More transgender and gender nonconforming people have been killed in the US in 2020 than any year since the Human Rights Campaign (HRC) first began tracking these numbers in 2013.
As of Friday, a least 37 trans and gender nonconforming people have been killed this year in what the HRC called "an epidemic of violence."
This year's death toll tops 2017, which had 31 recorded victims.
"This grim milestone proves what we have long known: this violence is an epidemic," HRC wrote in its annual report. "Each one of the lives we lost was someone ripped from their family, their friends and their community by an act of senseless violence, often driven by bigotry and transphobia and inflamed by the rhetoric of those who oppose our progress."

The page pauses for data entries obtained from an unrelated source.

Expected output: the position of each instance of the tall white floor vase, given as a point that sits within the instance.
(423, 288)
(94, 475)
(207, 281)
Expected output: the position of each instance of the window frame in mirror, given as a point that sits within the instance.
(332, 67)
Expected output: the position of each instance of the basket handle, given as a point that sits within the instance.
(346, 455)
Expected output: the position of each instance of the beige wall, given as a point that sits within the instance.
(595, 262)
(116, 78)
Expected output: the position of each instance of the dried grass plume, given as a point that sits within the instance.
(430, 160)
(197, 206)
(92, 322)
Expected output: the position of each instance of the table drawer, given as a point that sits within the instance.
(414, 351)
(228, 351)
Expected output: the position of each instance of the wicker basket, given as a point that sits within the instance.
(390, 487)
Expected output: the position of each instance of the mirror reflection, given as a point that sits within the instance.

Over the past seven years, there have been 202 reported cases of fatal violence against transgender and gender nonconforming victims -- and Black transgender woman make up 66% of these deaths, according to HRC's report.
This year's report acknowledged the racial disparities in these killings. Of the 37 victims, the majority were Black, Latinx or both, according to HRC. The list includes Tony McDade, a Black transgender man who was shot by a Tallahassee police officer in May, two days after the death of George Floyd.
Other victims include Queasha D Hardy, a hairstylist from Baton Rouge, Louisiana, who was shot and killed in July, and Michelle Michellyn Ramos Vargas, who was shot multiple times and found dead in San Germán, Puerto Rico, in September.
HRC's report comes just three days after the FBI released its hate crime report for 2019. There were 7,103 hate crimes reported to the FBI in 2019 and of these, a combined 19.6% were based on sexual orientation or gender identity.